Se trata de una novela densa e intensa, con gran cantidad de información que digerir, tanto del propio mundo como de la especulación científica y tecnológica implicada: cálculos balísticos y física orbital, hidroponía, vehículos lunares, supervivencia en circunstancias extremas, incluso los requisitos para cocinar tartas en baja gravedad…; pero McDonald tiene la habilidad de hacerlo de forma, casi siempre, muy amena. La sociedad lunar es un enorme caleidoscopio que ofrece imágenes de lo más sorprendentes. Jóvenes mostrando su rebeldía haciendo parkour entre los diferentes niveles de las ciudades lunares, calculando cuál podría ser la altura máxima desde la que caer se convertiría en un descenso mortal. Personas con trastornos bipolares que se sienten afectadas por las fases de la Tierra y que, echando mano del antiguo mito terrestre de la licantropía, conviven en manadas con sus ritos y costumbres particulares. Diversas formas de practicar sexo entre los distintos géneros, que allí arriba no se circunscriben a los dos tradicionales. Sicarios expertos en el uso de armas blancas por el peligro que encierran para todo hábitat las de fuego. Adolescentes víctimas de la moda y la indolencia, mientras otros intentan descollar en la política. Equipos de trabajo en la superficie, que arriesgan el pellejo en cada salida para mantener los paneles solares operativos, que dependen de la confianza y la pericia de sus compañeros...

Aunque se mantiene el foco sobre los personajes supervivientes del final de la novela predecesora, nuevos actores entran en juego haciendo el relato más coral si cabe, ampliando el foco y dando mayor importancia hacia miembros de otras «dinastías», de los Sun, los Mackenzie o los Vorontsov, que fueran más secundarios en la primera parte. El autor va saltando de un punto de vista a otro de una manera que podría parecer fragmentaria, incluso frustrante al cambiar de escena en momentos críticos dejando colgada la acción para retomarla más adelante, pero que ofrece una visión muy completa del drama que se está desarrollando, de sus eventos más candentes, de toda la barbarie, traiciones, engaños, dobles juegos y puñaladas traperas salidas de cualquier parte. En la Luna cada cual mira por sus propios intereses y ¡ay! de quién se interponga en su camino. No es crueldad, son simples negocios. Y en la Luna los negocios siempre se hacen con un cuchillo a mano. Cada personaje sigue su propia agenda, forja sus propias alianzas, juega sus cartas y fuerza su mano. Pero también hay momentos, escasos eso sí, luminosos, de entrega desinteresada, de valentía, de ternura y cariño, que sirven para aliviar un tanto tanta tensión contenida. Quizá se echa en falta un protagonista con la fortaleza y carácter de la Adriana Costa en la anterior entrega, o de una visión más personal de aquellos que se ven envueltos en el conflicto sin pertenecer a la élite rectora, los soldados, sicarios y carne de cañón variada, pero la verdad es que la acción se encuentra muy bien reflejada y repartida para que el lector pueda hacerse una magnífica idea de la visión general.

Es de agradecer también la diligencia y rapidez de Ediciones B / Nova en traer esta entrega a nuestro país con una edición y traducción realmente encomiables.

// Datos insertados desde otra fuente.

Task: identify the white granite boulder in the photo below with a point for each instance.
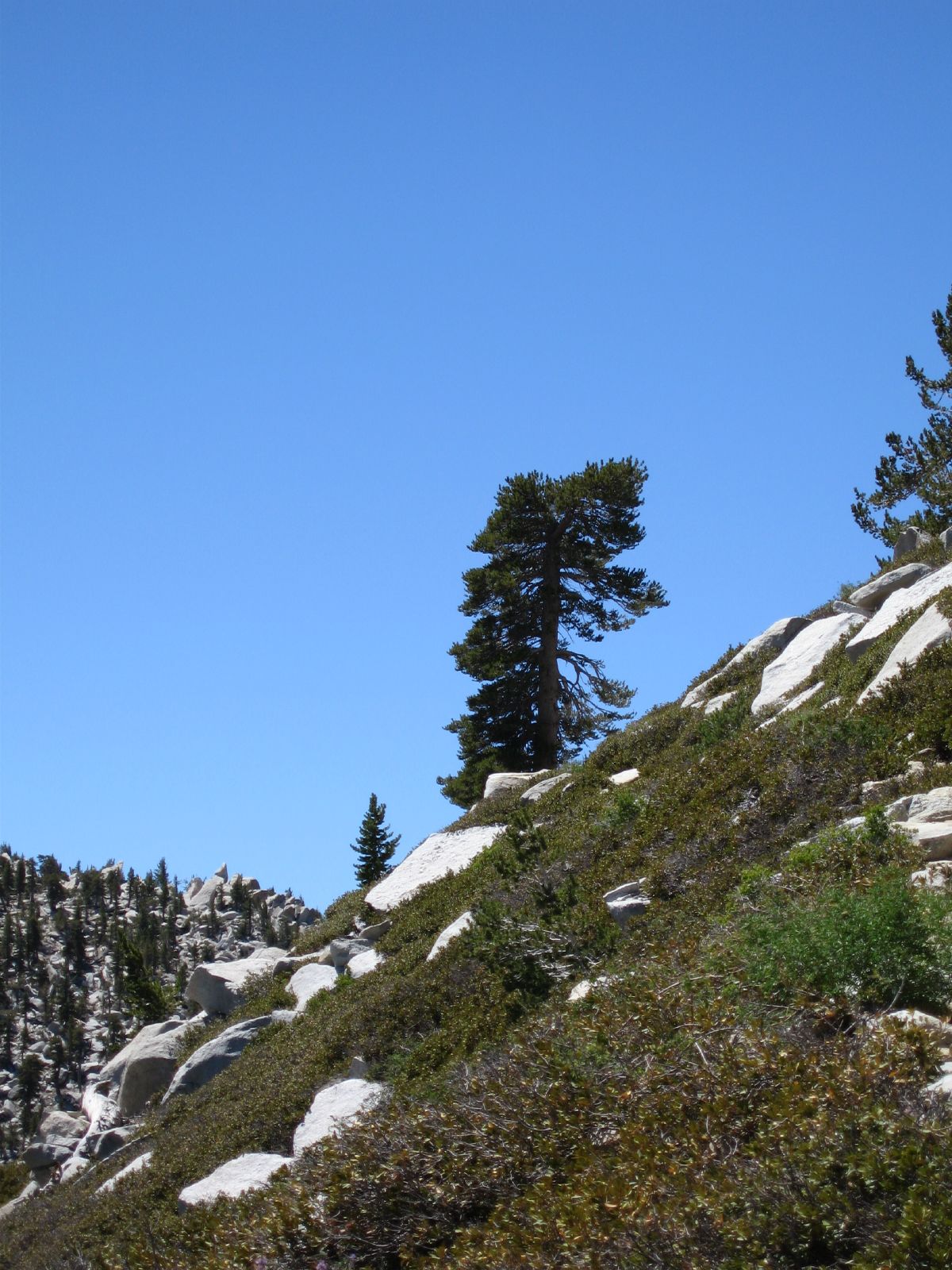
(501, 783)
(463, 924)
(928, 632)
(777, 635)
(876, 592)
(309, 981)
(801, 657)
(436, 856)
(365, 963)
(215, 1056)
(719, 702)
(248, 1172)
(626, 778)
(935, 838)
(219, 986)
(898, 605)
(334, 1108)
(202, 897)
(535, 793)
(145, 1066)
(935, 876)
(911, 540)
(628, 901)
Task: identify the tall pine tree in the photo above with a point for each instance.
(550, 583)
(374, 845)
(917, 468)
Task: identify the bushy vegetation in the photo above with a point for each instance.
(723, 1099)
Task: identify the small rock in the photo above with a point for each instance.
(248, 1172)
(535, 793)
(626, 778)
(334, 1108)
(463, 924)
(137, 1165)
(628, 901)
(911, 540)
(365, 963)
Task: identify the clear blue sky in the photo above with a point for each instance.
(290, 289)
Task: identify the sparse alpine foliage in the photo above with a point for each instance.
(550, 586)
(917, 468)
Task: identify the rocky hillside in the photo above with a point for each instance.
(92, 956)
(685, 1003)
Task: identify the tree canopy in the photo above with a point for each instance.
(917, 468)
(374, 844)
(549, 584)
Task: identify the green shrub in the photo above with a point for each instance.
(881, 945)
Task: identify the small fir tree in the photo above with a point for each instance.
(374, 845)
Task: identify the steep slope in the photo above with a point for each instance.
(697, 1014)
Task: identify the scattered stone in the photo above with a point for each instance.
(719, 702)
(935, 876)
(309, 981)
(215, 1056)
(943, 1086)
(374, 933)
(898, 605)
(801, 657)
(248, 1172)
(911, 540)
(501, 783)
(436, 856)
(628, 901)
(873, 594)
(928, 632)
(535, 793)
(585, 986)
(137, 1165)
(626, 778)
(696, 695)
(463, 924)
(936, 840)
(334, 1108)
(145, 1066)
(363, 963)
(217, 986)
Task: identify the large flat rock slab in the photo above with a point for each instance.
(436, 856)
(145, 1066)
(801, 657)
(877, 591)
(927, 632)
(235, 1178)
(334, 1108)
(309, 981)
(898, 605)
(777, 635)
(219, 986)
(501, 783)
(215, 1056)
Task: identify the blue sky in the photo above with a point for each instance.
(289, 290)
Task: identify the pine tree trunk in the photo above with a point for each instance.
(547, 736)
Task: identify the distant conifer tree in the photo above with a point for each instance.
(374, 845)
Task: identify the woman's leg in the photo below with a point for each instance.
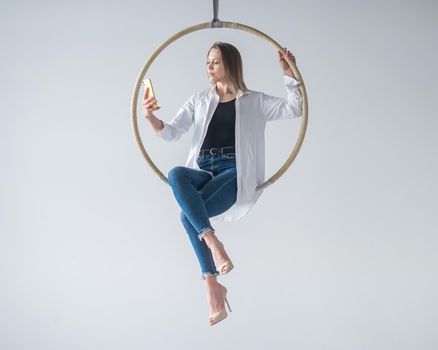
(216, 196)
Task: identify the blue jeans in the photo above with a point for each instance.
(201, 195)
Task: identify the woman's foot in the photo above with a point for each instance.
(216, 294)
(220, 256)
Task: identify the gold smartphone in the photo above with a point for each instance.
(147, 85)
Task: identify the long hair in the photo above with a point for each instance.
(232, 64)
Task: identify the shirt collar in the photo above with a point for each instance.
(239, 92)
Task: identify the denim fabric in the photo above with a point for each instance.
(202, 194)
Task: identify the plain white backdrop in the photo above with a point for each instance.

Luna de lobos encierra una narración tensa y dura, emocionante, con una prosa tan acerada como el propio mundo en que se desarrolla la acción. Un lugar donde el negocio, la familia, la política y la codicia se entremezclan y confunden desembocando en los más despiadados combates. Es así una segunda parte que pone en perspectiva y mejora lo narrado en la primera. Y a pesar de que el cliffhanger que cierra el libro quizá no sea tan salvaje como el que lo hacía en Luna nueva, el final del relato abre la puerta a una próxima entrega dejando ciertas líneas sin cerrar, personajes sin aparecer y preguntas por contestar.